Gironde ; cant. de C...... — Les propriétaires aisés disent qu’ils se garderont bien de faire instruire les enfants indigents de leur commune ; s’il en était ainsi, ajoutent-ils, ils ne trouveraient personne pour faire cultiver leurs terres.

Charente ; arr. d’Angoulême, cant. de Larochefoucaut, comm de S… C.... — Il n’y a, dans cette commune, que trois ou quatre propriétaires ; leur intérêt est que les colons ne fassent pas instruire leurs enfants, parce que ce serait autant de bras de moins pour l’agriculture.
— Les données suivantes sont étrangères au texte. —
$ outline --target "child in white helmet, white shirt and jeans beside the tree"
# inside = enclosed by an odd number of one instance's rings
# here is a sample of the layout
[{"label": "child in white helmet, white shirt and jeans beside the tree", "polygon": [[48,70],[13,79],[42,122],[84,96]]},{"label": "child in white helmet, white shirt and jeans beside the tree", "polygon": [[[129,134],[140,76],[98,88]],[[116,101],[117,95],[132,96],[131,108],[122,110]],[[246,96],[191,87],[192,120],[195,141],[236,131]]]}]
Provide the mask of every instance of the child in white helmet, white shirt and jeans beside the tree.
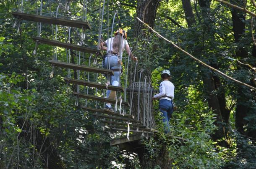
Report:
[{"label": "child in white helmet, white shirt and jeans beside the tree", "polygon": [[173,112],[172,99],[174,98],[174,85],[170,82],[171,73],[168,70],[162,71],[162,82],[160,83],[160,93],[153,96],[152,100],[159,99],[159,109],[162,113],[165,133],[170,133],[169,121]]}]

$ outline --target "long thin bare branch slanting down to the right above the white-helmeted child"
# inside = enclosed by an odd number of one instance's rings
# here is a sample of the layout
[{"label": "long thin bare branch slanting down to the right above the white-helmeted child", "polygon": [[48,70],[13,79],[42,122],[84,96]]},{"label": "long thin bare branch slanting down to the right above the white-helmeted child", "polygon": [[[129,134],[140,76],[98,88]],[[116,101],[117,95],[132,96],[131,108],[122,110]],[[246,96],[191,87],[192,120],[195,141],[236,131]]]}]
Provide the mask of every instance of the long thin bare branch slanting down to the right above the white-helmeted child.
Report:
[{"label": "long thin bare branch slanting down to the right above the white-helmeted child", "polygon": [[230,79],[231,81],[235,81],[236,83],[239,83],[240,85],[247,86],[247,87],[249,87],[249,88],[251,88],[251,89],[256,90],[255,87],[253,87],[253,86],[251,86],[251,85],[248,85],[248,84],[246,84],[246,83],[243,83],[243,82],[241,82],[241,81],[238,81],[237,79],[234,79],[234,78],[232,78],[232,77],[226,75],[225,73],[223,73],[223,72],[221,72],[221,71],[219,71],[219,70],[213,68],[212,66],[207,65],[207,64],[204,63],[203,61],[199,60],[198,58],[194,57],[193,55],[191,55],[191,54],[188,53],[187,51],[185,51],[185,50],[183,50],[182,48],[180,48],[178,45],[176,45],[175,43],[173,43],[171,40],[168,40],[168,39],[166,39],[165,37],[163,37],[162,35],[160,35],[157,31],[155,31],[153,28],[151,28],[148,24],[144,23],[144,22],[143,22],[142,20],[140,20],[138,17],[136,17],[136,18],[137,18],[141,23],[143,23],[144,25],[146,25],[149,29],[151,29],[154,33],[156,33],[159,37],[161,37],[161,38],[164,39],[165,41],[171,43],[175,48],[177,48],[178,50],[182,51],[183,53],[185,53],[186,55],[188,55],[189,57],[191,57],[193,60],[195,60],[195,61],[201,63],[201,65],[210,68],[212,71],[215,71],[215,72],[221,74],[222,76],[224,76],[224,77]]}]

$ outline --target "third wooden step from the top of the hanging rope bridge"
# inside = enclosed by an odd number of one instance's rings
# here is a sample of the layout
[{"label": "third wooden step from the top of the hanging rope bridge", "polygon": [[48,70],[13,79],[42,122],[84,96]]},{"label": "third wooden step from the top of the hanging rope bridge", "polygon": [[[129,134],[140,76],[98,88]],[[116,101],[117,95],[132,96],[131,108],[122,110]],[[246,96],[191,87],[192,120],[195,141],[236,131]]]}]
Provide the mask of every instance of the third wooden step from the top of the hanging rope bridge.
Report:
[{"label": "third wooden step from the top of the hanging rope bridge", "polygon": [[70,69],[79,70],[79,71],[87,71],[87,72],[102,73],[102,74],[109,73],[110,75],[114,75],[114,72],[110,69],[95,68],[91,66],[77,65],[73,63],[59,62],[59,61],[53,61],[53,60],[50,60],[49,63],[52,63],[54,66],[58,66],[62,68],[70,68]]}]

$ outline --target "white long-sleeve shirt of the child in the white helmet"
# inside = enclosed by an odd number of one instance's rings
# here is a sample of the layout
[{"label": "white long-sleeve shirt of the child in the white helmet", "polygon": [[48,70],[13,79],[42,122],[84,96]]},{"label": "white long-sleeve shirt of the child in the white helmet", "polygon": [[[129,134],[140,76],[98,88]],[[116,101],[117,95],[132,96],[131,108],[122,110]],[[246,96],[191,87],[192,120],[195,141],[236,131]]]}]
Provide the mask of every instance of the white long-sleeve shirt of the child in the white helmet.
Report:
[{"label": "white long-sleeve shirt of the child in the white helmet", "polygon": [[[160,98],[160,100],[162,99],[171,100],[168,97],[172,97],[172,99],[174,98],[174,85],[170,81],[162,81],[159,86],[159,91],[160,93],[156,94],[154,98]],[[163,97],[163,96],[168,96],[168,97]]]}]

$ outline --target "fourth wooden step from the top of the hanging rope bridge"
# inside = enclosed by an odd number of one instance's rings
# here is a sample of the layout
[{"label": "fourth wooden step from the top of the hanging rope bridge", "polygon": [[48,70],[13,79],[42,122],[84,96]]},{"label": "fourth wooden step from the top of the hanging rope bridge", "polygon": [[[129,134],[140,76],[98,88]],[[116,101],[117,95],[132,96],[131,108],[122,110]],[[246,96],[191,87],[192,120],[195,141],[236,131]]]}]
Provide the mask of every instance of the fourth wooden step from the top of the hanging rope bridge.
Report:
[{"label": "fourth wooden step from the top of the hanging rope bridge", "polygon": [[122,91],[124,92],[123,87],[118,87],[118,86],[111,86],[108,85],[106,88],[106,85],[100,84],[100,83],[94,83],[94,82],[89,82],[89,81],[81,81],[81,80],[76,80],[72,78],[64,78],[64,81],[72,84],[77,84],[77,85],[83,85],[83,86],[89,86],[93,88],[100,88],[100,89],[109,89],[111,91]]}]

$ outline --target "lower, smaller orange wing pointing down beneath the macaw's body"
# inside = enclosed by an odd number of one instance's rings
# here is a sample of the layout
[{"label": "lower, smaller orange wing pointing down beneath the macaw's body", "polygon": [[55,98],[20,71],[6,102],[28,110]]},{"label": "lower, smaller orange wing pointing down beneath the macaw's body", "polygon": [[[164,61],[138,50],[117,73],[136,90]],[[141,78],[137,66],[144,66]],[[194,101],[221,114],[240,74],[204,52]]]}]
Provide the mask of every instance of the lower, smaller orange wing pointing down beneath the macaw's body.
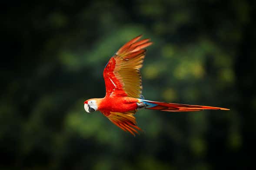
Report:
[{"label": "lower, smaller orange wing pointing down beneath the macaw's body", "polygon": [[133,136],[135,136],[134,132],[139,134],[137,130],[141,131],[140,127],[137,126],[136,119],[134,117],[134,111],[130,112],[109,112],[108,115],[106,113],[103,113],[106,115],[109,120],[115,124],[116,126],[120,127],[123,131],[128,131]]}]

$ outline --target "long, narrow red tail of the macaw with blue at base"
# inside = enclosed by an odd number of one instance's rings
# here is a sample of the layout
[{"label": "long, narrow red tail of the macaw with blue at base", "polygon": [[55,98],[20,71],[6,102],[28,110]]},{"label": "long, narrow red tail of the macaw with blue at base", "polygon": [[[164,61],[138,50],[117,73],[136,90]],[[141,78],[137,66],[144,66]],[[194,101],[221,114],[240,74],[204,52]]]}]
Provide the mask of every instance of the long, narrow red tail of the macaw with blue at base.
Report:
[{"label": "long, narrow red tail of the macaw with blue at base", "polygon": [[149,100],[143,100],[143,99],[140,99],[140,101],[146,104],[147,109],[160,110],[160,111],[182,112],[182,111],[202,111],[205,109],[230,110],[228,108],[199,106],[199,105],[183,105],[183,104],[167,103],[167,102],[160,102],[160,101],[149,101]]}]

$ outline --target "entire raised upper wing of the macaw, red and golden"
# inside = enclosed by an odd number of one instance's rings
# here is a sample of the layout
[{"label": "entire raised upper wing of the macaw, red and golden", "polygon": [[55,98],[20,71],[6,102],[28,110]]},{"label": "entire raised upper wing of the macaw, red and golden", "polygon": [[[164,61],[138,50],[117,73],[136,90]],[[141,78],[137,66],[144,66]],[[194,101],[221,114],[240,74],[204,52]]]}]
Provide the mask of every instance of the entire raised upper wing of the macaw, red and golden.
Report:
[{"label": "entire raised upper wing of the macaw, red and golden", "polygon": [[150,39],[138,41],[142,35],[127,42],[107,63],[103,77],[106,85],[106,96],[119,95],[140,98],[142,80],[140,68],[146,54]]}]

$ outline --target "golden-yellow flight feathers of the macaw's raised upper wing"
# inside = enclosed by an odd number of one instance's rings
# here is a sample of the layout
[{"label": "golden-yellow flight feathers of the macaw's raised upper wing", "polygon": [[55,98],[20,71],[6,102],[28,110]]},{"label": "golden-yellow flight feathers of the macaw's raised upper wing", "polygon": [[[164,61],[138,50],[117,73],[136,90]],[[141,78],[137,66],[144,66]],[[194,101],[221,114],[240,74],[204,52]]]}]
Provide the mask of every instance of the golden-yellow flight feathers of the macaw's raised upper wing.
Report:
[{"label": "golden-yellow flight feathers of the macaw's raised upper wing", "polygon": [[146,54],[146,49],[144,48],[152,44],[150,39],[138,41],[141,37],[142,35],[137,36],[130,42],[127,42],[113,56],[116,62],[113,71],[114,75],[123,85],[123,90],[127,96],[133,98],[140,98],[142,93],[140,68],[143,65]]}]

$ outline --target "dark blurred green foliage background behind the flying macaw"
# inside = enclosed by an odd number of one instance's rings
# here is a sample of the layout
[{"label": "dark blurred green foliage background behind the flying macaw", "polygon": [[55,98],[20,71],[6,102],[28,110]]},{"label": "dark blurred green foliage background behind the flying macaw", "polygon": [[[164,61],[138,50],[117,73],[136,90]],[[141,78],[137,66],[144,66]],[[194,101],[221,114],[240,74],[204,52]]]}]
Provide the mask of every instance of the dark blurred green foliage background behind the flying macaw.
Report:
[{"label": "dark blurred green foliage background behind the flying macaw", "polygon": [[[252,167],[255,11],[245,0],[2,2],[0,168]],[[140,34],[154,42],[141,70],[146,99],[231,111],[142,110],[136,137],[87,114],[83,101],[105,95],[110,56]]]}]

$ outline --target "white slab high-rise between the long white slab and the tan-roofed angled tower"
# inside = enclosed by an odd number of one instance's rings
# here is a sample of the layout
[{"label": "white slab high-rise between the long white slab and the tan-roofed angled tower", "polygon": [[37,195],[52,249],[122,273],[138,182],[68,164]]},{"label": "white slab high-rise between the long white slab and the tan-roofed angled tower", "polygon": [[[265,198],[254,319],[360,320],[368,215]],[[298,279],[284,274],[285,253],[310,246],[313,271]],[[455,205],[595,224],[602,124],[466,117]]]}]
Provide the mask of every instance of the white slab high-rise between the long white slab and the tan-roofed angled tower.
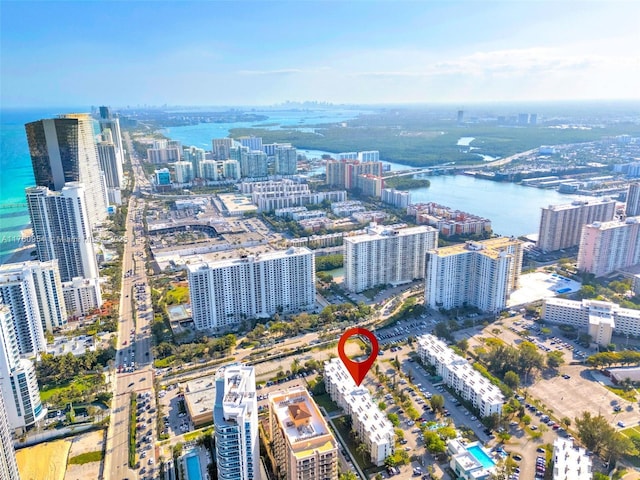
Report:
[{"label": "white slab high-rise between the long white slab and the tan-roofed angled tower", "polygon": [[372,226],[367,233],[344,238],[344,284],[352,292],[379,285],[400,285],[424,278],[427,251],[438,245],[432,227]]}]

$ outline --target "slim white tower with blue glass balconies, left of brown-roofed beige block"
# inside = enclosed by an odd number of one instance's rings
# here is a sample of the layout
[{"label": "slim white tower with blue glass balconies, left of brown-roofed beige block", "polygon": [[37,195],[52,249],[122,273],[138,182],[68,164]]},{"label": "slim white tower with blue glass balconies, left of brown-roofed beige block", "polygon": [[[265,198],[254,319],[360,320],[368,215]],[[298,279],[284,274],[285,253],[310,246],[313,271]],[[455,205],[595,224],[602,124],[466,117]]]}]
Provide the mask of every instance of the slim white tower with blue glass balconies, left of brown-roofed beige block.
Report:
[{"label": "slim white tower with blue glass balconies, left of brown-roofed beige block", "polygon": [[213,407],[220,480],[260,480],[258,401],[253,367],[231,365],[216,374]]}]

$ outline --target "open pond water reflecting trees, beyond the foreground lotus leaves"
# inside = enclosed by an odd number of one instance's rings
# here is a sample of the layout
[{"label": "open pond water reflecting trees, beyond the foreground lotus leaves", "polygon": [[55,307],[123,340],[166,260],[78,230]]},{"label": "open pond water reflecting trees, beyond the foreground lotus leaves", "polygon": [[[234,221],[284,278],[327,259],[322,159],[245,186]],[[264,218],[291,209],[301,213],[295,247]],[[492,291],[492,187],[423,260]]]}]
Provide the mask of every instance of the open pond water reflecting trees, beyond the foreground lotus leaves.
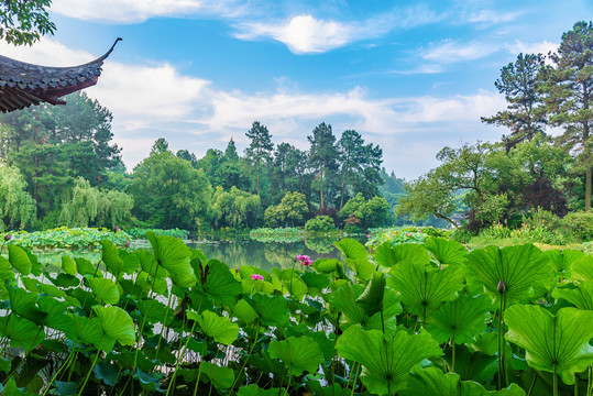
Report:
[{"label": "open pond water reflecting trees, beyond the foreground lotus leaves", "polygon": [[[361,243],[366,242],[366,238],[358,237]],[[204,240],[188,241],[189,248],[199,249],[208,258],[220,260],[235,267],[241,265],[252,265],[262,270],[290,268],[297,254],[306,254],[314,261],[318,258],[340,258],[340,252],[334,248],[333,242],[337,237],[309,238],[296,242],[259,242],[249,237],[229,240]],[[147,241],[134,241],[131,249],[150,249]],[[101,258],[99,252],[35,252],[40,261],[47,266],[61,266],[62,255],[85,257],[92,263]]]}]

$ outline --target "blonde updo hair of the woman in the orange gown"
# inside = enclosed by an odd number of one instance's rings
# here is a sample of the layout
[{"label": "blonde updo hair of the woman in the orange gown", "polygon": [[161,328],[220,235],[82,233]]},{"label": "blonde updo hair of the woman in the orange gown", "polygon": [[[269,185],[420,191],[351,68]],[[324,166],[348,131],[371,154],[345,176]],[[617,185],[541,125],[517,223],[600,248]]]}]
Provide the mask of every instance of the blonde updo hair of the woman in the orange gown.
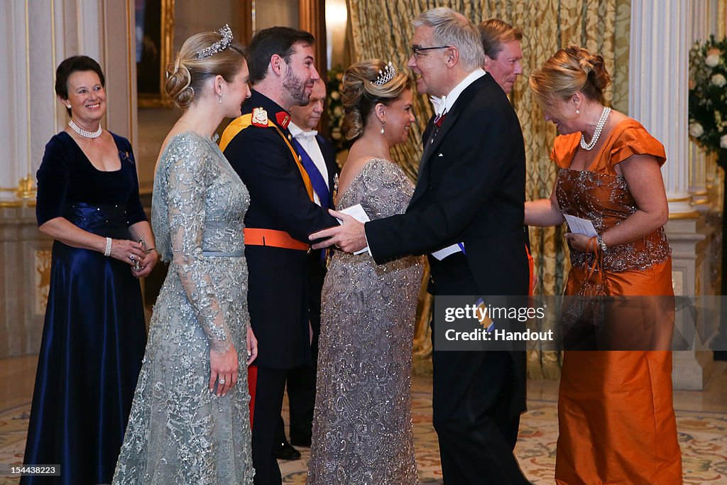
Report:
[{"label": "blonde updo hair of the woman in the orange gown", "polygon": [[603,57],[570,45],[555,52],[545,64],[530,75],[530,87],[542,106],[555,100],[568,100],[580,92],[588,100],[604,104],[603,89],[611,84]]}]

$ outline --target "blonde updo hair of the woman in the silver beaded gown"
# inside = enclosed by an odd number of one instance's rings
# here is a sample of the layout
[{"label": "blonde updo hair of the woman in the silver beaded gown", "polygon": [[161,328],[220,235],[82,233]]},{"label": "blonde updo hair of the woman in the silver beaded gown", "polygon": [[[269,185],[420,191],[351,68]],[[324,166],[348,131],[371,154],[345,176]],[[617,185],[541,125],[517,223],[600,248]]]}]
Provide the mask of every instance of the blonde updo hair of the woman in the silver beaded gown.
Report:
[{"label": "blonde updo hair of the woman in the silver beaded gown", "polygon": [[374,84],[379,71],[384,72],[387,63],[379,59],[364,60],[350,65],[343,73],[341,103],[345,113],[343,132],[347,140],[355,140],[364,133],[371,111],[379,103],[390,105],[406,89],[411,89],[411,79],[404,73],[396,73],[390,81]]}]

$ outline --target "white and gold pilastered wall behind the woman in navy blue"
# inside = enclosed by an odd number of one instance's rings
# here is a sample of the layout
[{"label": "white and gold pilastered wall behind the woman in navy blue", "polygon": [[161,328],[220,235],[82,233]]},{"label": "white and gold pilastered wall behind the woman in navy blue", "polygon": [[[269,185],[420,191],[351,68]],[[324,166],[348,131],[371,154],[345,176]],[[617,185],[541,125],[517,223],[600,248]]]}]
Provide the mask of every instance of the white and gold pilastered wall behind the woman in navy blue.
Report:
[{"label": "white and gold pilastered wall behind the woman in navy blue", "polygon": [[105,73],[102,126],[136,138],[134,0],[0,2],[0,358],[38,350],[47,297],[49,239],[36,228],[35,174],[48,140],[68,122],[55,68],[71,55]]}]

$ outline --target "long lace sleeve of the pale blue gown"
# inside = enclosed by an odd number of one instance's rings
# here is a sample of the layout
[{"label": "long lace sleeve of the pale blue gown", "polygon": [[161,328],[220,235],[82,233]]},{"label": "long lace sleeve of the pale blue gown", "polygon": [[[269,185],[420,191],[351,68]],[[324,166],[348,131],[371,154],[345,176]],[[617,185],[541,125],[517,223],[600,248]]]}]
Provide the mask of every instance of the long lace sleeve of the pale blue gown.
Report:
[{"label": "long lace sleeve of the pale blue gown", "polygon": [[212,153],[199,140],[182,145],[180,149],[169,150],[172,157],[168,175],[169,241],[172,249],[172,265],[169,268],[177,271],[212,349],[225,352],[232,345],[230,330],[217,299],[209,260],[202,254],[206,191],[212,179],[209,172]]}]

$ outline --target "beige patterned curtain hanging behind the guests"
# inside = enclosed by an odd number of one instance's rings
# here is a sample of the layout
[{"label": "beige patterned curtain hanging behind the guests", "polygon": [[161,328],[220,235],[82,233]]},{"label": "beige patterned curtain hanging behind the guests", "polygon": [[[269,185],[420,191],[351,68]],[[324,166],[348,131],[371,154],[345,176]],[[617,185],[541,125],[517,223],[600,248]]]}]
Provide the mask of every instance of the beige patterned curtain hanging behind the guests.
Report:
[{"label": "beige patterned curtain hanging behind the guests", "polygon": [[[568,44],[579,44],[599,52],[608,71],[614,73],[614,86],[606,97],[616,108],[628,104],[628,19],[630,0],[348,0],[353,60],[378,57],[406,69],[409,40],[414,28],[411,19],[434,7],[450,7],[474,23],[498,17],[523,30],[523,76],[515,84],[511,99],[523,127],[527,156],[527,199],[550,196],[555,180],[555,165],[549,159],[555,128],[546,124],[534,103],[527,79],[550,55]],[[624,29],[625,27],[625,29]],[[619,31],[616,31],[616,28]],[[624,81],[625,79],[625,81]],[[614,94],[614,89],[617,89]],[[624,101],[625,100],[625,101]],[[415,97],[417,127],[412,127],[411,143],[395,148],[395,159],[412,180],[416,178],[422,129],[432,114],[424,96]],[[569,268],[563,227],[531,228],[530,241],[535,258],[538,284],[536,294],[561,294]],[[424,302],[417,324],[415,352],[426,356],[429,301]],[[534,351],[529,355],[531,377],[557,378],[560,360],[557,353]]]}]

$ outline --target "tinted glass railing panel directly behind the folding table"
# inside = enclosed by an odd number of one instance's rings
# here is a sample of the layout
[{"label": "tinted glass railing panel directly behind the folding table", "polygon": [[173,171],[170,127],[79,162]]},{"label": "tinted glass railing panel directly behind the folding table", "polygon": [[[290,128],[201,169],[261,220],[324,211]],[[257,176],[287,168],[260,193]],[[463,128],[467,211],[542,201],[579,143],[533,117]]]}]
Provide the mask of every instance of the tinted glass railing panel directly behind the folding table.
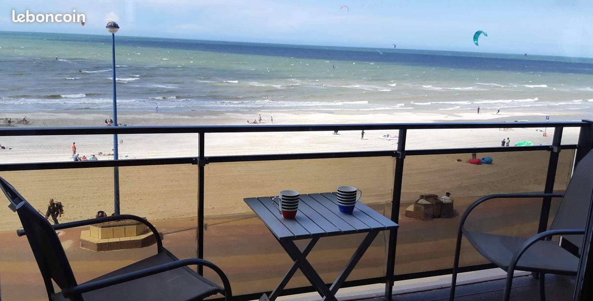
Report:
[{"label": "tinted glass railing panel directly behind the folding table", "polygon": [[[205,259],[227,273],[234,294],[272,290],[292,260],[243,198],[275,196],[285,189],[301,194],[329,192],[339,185],[353,185],[363,191],[363,203],[384,214],[385,204],[391,201],[393,166],[391,157],[208,164]],[[375,239],[348,280],[385,275],[384,235]],[[331,283],[362,239],[362,235],[321,238],[307,258]],[[298,243],[301,248],[306,244]],[[210,271],[205,272],[208,278],[216,279]],[[288,287],[309,285],[297,272]]]}]

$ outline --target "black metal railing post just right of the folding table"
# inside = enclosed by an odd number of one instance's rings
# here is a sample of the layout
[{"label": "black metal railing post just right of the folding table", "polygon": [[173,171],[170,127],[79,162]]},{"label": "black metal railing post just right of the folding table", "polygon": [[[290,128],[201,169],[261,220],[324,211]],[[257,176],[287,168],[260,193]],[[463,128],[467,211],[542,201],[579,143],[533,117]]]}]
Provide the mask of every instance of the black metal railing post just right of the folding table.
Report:
[{"label": "black metal railing post just right of the folding table", "polygon": [[[391,197],[391,220],[398,223],[401,203],[401,179],[406,158],[406,129],[400,129],[397,140],[396,168],[393,177],[393,196]],[[397,229],[389,231],[387,242],[387,270],[385,271],[385,300],[391,301],[393,294],[394,265],[396,262]]]}]

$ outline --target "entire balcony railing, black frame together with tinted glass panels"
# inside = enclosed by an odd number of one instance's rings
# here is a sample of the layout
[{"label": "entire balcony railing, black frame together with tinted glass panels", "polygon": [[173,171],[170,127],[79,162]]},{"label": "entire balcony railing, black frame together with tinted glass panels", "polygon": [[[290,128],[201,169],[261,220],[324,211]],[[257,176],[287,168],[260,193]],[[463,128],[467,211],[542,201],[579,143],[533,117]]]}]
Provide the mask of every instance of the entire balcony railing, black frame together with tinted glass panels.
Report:
[{"label": "entire balcony railing, black frame together with tinted glass panels", "polygon": [[[547,123],[400,123],[270,126],[155,126],[155,127],[56,127],[0,129],[1,136],[197,134],[197,155],[180,158],[120,159],[90,162],[22,162],[0,164],[0,176],[44,211],[46,197],[64,200],[68,219],[85,219],[97,210],[97,200],[113,201],[113,211],[147,217],[162,231],[164,244],[178,257],[199,257],[219,265],[228,274],[235,300],[259,299],[272,289],[291,263],[263,223],[243,203],[244,197],[273,196],[291,188],[301,193],[334,191],[348,183],[364,191],[363,201],[400,224],[400,229],[378,236],[344,287],[386,283],[391,296],[393,281],[451,273],[458,216],[418,220],[405,217],[406,209],[420,194],[453,193],[455,212],[463,213],[471,201],[491,193],[563,191],[573,164],[591,149],[591,121]],[[466,147],[407,149],[410,130],[477,130],[496,128],[553,129],[549,145],[521,147]],[[563,131],[577,128],[576,144],[563,144]],[[208,133],[332,132],[397,130],[397,145],[388,150],[358,150],[261,155],[207,155]],[[551,132],[551,130],[550,130]],[[195,143],[195,142],[187,142]],[[562,152],[560,151],[562,150]],[[494,164],[465,164],[471,153],[490,156]],[[461,162],[457,159],[461,158]],[[1,163],[1,162],[0,162]],[[404,164],[405,163],[405,164]],[[117,169],[119,181],[114,181]],[[266,171],[257,172],[252,171]],[[113,186],[119,188],[114,196]],[[84,198],[88,201],[80,201]],[[71,201],[68,201],[71,200]],[[75,201],[76,200],[76,201]],[[68,207],[70,204],[72,206]],[[74,206],[84,204],[84,206]],[[155,205],[157,204],[157,205]],[[557,200],[508,200],[484,206],[476,212],[474,227],[496,233],[530,236],[546,229]],[[477,210],[476,210],[477,211]],[[20,227],[18,219],[2,210],[6,229]],[[3,233],[4,232],[4,233]],[[78,233],[65,233],[66,253],[79,281],[89,280],[146,256],[144,249],[93,253],[78,249]],[[28,262],[28,247],[14,232],[0,237],[16,247],[0,249],[0,258],[12,264]],[[356,235],[322,239],[308,258],[330,282],[358,246]],[[68,240],[66,240],[68,239]],[[72,246],[68,244],[73,244]],[[491,268],[476,251],[462,246],[461,271]],[[146,248],[150,249],[150,248]],[[23,265],[24,266],[24,265]],[[18,272],[11,264],[0,265],[2,275]],[[23,270],[21,270],[23,272]],[[199,270],[199,273],[203,271]],[[24,272],[23,272],[24,273]],[[216,277],[208,275],[208,278]],[[2,294],[15,296],[11,287],[24,283],[3,282]],[[43,291],[42,281],[37,281]],[[307,280],[295,276],[284,294],[310,292]],[[19,296],[20,297],[20,296]],[[17,298],[18,299],[18,298]],[[31,298],[34,299],[34,298]]]}]

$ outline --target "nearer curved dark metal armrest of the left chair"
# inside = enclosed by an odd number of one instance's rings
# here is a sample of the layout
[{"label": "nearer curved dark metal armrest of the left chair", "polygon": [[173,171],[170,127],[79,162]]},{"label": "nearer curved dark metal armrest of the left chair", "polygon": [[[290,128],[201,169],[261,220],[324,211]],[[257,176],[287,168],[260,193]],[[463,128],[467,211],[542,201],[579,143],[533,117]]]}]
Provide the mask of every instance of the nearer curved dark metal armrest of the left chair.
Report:
[{"label": "nearer curved dark metal armrest of the left chair", "polygon": [[155,267],[149,267],[142,270],[133,271],[123,275],[113,276],[110,278],[101,279],[90,283],[78,284],[77,286],[68,289],[63,289],[62,295],[65,298],[68,298],[75,294],[82,294],[91,292],[92,290],[103,289],[104,287],[113,286],[114,284],[125,283],[127,281],[135,280],[146,276],[151,276],[154,274],[162,273],[164,271],[174,270],[176,268],[194,264],[205,265],[206,267],[211,268],[213,271],[216,272],[216,274],[218,274],[219,277],[221,277],[225,290],[225,300],[230,301],[232,297],[232,292],[231,284],[229,283],[227,276],[222,272],[222,270],[219,267],[217,267],[212,262],[198,258],[189,258],[173,262],[167,262],[166,264],[161,264]]}]

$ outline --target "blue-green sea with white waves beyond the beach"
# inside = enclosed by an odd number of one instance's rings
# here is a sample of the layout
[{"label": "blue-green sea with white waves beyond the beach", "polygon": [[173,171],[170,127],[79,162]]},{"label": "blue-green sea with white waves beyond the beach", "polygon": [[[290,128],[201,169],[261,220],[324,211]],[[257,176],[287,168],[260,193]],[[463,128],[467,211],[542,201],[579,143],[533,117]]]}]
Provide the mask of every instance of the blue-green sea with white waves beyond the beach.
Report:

Corrèze ; arr. de Tulle. — Le petit séminaire de S...... a attiré une multitude de jeunes gens ; ils y sont restés jusqu’à quinze ou dix-huit ans ; un dixième, au plus, est entré au grand séminaire ; les neuf dixièmes qui ont abandonné la carrière ecclésiastique, sont revenus dans leur famille ; très-peu ont voulu se livrer aux travaux des champs ; à charge à leurs parents, ils ont été montrés au doigt comme paresseux. Tous les paysans craignant pareil avenir pour leurs enfants, ne veulent plus d’instruction, et n’envoient leurs enfants à l’école que le moins qu’ils peuvent.

Dordogne ; arr. de Riberac, cant. de Verteillac. — Les habitants d’une classe plus élevée ne sont pas, en général, favorables à l’extension des études primaires, persuadés que le paysan qui dépasse un certain degré de connaissances, se dégoûte du travail et devient un personnage inutile.

Drôme ; arr. de Nyons, cant. de Buis. — Il y a dans tout ce canton une extrême négligence, presque de l’aversion pour l’instruction primaire. Les familles riches sont loin de l’encourager, et témoignent hautement qu’elles craignent de voir l’instruction se répandre dans les pauvres.